Masuk di tahapan usia sekolah awal, yaitu 5-7 tahun, anak belajar mengelola emosi sesuai tuntutan lingkungan. Misalnya berusaha tidak menangis saat berada di depan teman-temannya. Anak masih mencari bantuan dari orang dewasa saat mengalami kesulitan, namun juga berusaha untuk memecahkan masalahnya secara mandiri. Di tahapan selanjutnya, yaitu di usia 7-10 tahun, anak sengaja menghindari hal-hal memicu emosi negatif dan yang tidak dapat ia kendalikan. Selain itu anak belajar menunjukkan emosi tertentu yang sesuai dengan norma di lingkungannya, misalnya tersenyum dengan ramah saat mendekati seorang teman. Keterampilan ini semakin terasah di tahapan usia selanjutnya, yaitu usia 10-13 tahun, di mana remaja dapat membedakan mana ekspresi emosi yang asli dan mana yang sengaja dimunculkan di situasi sosial tertentu. Remaja di tahap ini juga belajar berbagai strategi untuk mengatasi tekanan dari lingkungan. Di tahap akhir, yaitu di usia 13 tahun hingga dewasa, individu dapat mengenali perasaan dalam diri secara lebih tepat, mengatur ekspresi emosi untuk mencapai tujuan tertentu, dan menyadari pentingnya serta belajar mengkomunikasikan perasaan dalam relasi sosial.

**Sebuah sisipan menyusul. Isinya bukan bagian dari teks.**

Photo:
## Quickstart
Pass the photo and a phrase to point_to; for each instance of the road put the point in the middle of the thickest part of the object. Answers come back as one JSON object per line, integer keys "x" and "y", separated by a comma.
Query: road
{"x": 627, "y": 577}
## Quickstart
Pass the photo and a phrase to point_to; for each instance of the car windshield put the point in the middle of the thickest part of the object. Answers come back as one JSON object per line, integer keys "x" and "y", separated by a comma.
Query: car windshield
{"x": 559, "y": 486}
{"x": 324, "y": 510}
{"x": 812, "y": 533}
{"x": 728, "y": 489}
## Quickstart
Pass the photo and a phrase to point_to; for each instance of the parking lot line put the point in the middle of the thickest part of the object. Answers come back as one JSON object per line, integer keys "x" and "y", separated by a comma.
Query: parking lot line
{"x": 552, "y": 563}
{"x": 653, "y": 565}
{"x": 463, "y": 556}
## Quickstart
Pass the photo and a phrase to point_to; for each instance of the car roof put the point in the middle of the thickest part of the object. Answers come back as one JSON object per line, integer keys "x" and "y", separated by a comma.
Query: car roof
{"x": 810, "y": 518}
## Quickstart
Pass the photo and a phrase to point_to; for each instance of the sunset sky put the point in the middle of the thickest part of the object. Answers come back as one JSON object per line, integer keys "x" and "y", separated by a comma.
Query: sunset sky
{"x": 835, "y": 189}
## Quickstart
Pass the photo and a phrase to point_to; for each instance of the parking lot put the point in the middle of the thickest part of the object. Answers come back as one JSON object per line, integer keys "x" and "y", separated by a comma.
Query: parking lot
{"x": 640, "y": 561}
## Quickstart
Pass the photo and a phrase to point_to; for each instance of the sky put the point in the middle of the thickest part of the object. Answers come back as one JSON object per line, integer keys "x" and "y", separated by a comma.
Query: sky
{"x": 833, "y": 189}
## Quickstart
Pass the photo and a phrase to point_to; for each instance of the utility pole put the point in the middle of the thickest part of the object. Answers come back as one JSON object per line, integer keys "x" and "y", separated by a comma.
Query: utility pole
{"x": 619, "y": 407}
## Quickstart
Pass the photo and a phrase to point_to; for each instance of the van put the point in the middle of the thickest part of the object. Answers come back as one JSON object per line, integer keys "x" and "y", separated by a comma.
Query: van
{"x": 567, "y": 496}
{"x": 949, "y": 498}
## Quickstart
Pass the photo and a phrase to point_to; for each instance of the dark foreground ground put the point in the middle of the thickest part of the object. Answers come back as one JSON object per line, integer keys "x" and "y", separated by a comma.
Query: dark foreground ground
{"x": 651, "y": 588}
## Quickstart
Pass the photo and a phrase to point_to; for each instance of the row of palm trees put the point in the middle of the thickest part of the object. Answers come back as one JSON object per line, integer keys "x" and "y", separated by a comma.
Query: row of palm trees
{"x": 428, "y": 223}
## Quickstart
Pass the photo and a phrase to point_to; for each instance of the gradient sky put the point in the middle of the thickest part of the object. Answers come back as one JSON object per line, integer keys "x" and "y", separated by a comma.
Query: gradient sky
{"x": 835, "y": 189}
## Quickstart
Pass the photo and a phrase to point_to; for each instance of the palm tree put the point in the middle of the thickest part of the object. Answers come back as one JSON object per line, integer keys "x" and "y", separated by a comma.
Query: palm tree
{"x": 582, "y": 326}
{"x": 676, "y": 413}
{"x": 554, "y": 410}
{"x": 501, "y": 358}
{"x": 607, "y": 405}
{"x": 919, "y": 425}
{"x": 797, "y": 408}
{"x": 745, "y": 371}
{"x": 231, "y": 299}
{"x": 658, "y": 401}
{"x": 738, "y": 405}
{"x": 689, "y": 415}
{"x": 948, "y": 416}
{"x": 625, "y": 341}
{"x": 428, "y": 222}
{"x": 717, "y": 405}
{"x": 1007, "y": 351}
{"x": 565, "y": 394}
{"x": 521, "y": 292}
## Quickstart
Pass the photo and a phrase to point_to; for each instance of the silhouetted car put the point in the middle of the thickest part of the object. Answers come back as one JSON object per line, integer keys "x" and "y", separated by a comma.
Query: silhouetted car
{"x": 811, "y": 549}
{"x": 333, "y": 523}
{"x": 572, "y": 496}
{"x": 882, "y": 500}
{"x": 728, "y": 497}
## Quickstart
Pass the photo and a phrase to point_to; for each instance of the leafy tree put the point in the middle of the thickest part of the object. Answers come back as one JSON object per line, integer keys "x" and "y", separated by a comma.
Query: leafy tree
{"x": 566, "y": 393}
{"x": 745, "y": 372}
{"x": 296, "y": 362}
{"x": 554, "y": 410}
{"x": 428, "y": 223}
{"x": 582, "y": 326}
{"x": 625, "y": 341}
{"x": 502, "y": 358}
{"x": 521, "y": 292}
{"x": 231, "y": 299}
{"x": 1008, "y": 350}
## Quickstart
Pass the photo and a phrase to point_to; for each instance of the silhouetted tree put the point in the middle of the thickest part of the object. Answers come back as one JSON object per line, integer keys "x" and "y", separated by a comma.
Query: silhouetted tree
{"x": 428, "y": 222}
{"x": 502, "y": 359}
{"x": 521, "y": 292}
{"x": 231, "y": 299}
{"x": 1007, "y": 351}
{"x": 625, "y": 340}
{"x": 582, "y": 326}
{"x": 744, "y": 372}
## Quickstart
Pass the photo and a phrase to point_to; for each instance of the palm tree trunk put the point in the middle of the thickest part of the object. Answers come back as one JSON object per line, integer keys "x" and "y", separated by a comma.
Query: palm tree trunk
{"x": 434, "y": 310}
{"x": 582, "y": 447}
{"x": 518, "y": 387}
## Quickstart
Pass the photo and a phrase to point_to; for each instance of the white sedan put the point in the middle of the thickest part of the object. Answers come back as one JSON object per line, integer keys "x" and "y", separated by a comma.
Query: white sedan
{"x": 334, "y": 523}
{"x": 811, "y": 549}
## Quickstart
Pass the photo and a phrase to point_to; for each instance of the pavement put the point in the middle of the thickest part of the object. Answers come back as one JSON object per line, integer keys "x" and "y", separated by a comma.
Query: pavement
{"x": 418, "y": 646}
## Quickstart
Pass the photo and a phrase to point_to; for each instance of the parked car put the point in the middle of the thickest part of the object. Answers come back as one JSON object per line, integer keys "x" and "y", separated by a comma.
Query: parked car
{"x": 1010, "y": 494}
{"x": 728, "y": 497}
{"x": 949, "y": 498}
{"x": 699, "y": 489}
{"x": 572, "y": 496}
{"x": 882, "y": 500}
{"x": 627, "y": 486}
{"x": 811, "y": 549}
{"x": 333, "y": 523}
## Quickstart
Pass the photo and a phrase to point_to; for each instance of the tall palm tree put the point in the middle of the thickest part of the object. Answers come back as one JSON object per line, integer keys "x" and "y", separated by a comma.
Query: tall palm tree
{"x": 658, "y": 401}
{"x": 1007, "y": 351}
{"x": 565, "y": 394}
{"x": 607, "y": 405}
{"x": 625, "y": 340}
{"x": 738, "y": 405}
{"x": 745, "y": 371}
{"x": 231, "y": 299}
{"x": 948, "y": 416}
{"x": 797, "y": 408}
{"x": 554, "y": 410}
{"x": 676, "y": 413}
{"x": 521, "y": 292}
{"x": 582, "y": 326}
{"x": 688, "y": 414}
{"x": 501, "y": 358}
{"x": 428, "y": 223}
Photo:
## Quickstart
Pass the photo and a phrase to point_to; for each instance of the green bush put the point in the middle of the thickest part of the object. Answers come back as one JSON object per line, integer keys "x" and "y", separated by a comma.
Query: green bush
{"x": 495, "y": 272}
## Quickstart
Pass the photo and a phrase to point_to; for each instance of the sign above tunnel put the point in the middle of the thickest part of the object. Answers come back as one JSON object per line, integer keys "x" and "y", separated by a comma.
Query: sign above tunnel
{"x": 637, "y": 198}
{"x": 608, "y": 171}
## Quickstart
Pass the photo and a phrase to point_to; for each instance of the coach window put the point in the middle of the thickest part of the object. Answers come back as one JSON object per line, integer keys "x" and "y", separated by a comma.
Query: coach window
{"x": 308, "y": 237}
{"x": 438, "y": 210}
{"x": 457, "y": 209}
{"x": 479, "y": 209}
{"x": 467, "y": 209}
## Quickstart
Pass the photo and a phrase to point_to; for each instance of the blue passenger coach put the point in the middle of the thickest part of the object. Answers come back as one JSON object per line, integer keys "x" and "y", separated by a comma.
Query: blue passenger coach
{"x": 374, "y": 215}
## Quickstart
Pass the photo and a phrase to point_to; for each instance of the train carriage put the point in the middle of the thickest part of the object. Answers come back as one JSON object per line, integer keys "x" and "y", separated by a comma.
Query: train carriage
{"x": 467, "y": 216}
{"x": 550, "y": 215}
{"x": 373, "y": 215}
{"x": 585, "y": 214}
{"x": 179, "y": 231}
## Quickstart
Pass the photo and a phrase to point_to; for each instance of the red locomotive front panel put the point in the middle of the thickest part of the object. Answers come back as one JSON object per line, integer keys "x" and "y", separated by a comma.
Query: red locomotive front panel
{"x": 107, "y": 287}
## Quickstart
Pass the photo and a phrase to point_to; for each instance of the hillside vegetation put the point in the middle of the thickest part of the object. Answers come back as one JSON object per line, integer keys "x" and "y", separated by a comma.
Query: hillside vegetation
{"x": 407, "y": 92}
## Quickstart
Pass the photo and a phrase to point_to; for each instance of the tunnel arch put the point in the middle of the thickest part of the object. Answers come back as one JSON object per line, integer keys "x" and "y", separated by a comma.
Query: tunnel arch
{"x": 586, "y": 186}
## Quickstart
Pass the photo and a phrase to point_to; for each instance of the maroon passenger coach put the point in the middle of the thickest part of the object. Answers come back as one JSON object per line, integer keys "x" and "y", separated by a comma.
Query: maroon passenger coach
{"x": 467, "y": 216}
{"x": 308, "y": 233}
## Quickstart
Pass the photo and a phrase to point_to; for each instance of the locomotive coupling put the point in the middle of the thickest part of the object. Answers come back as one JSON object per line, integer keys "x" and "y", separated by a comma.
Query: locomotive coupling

Di masa pandemi, orangtua, guru, atau pemerhati anak dan remaja dapat mendampingi mereka mengembangkan ketangguhan secara mental. Pertama, adalah penting mendiskusikan pandangan yang realistis tentang pandemi kepada anak dan remaja: bahwa protokol kesehatan yang ketat perlu diterapkan untuk mencegah penyebaran penyakit yang lebih luas, bahwa individu tidak bisa 100% melindungi dirinya atau orang lain dari infeksi, bahwa kapasitas fasilitas kesehatan terbatas, dan bahwa pada kelompok tertentu tingkat kesembuhan justru lebih tinggi. Pandangan ini baiknya dikomunikasikan sesuai tingkat pemahaman anak. Kedua, anak dan remaja dapat didampingi untuk mengkomunikasikan perasaannya dengan jujur, baik emosi positif maupun negatif. Patut diingat bahwa perasaan anak adalah perasaan pribadinya, bukan kritik atau protes terhadap orangtua atau orang dewasa lainnya. Proses ini bisa jadi sulit untuk dilakukan, maka keterbukaan baiknya dimulai dari orangtua.

Selanjutnya orang dewasa dapat mendampingi anak dan remaja untuk melihat apakah perasaan dan strateginya untuk mengelola perasaan tersebut membawa manfaat. Bila tidak, dapat didiskusikan bersama, strategi apa yang bisa jadi lebih tepat untuk mengelola perasaan tersebut. Misalnya anak merasa kesepian dan berusaha mengatasinya dengan melihat media sosial atau bermain game online sepanjang hari. Sebagai alternatif terdapat beberapa aktivitas kelompok yang dapat dimainkan secara live di luar ruangan, tetapi juga tidak membutuhkan kontak langsung, misalnya Geocaching atau menyembunyikan dan mencari harta karun di lingkungan sekitar rumah. Bila perasaan tersebut tidak dapat segera dikelola karena berbagai keterbatasan di lingkungan, orangtua dan anak juga dapat mendiskusikan, bagaimana mengalihkan perhatian kepada hal-hal yang lebih berguna, misalnya mencoba menekuni hobi baru.

Hidup selalu penuh dengan perubahan dan pandemi adalah salah satunya. Mengarungi perubahan ini sambil mendampingi anak dan remaja memang tidak mudah, namun hal ini bisa menjadi kesempatan, baik bagi orangtua maupun anak, untuk mengembangkan ketangguhan mental.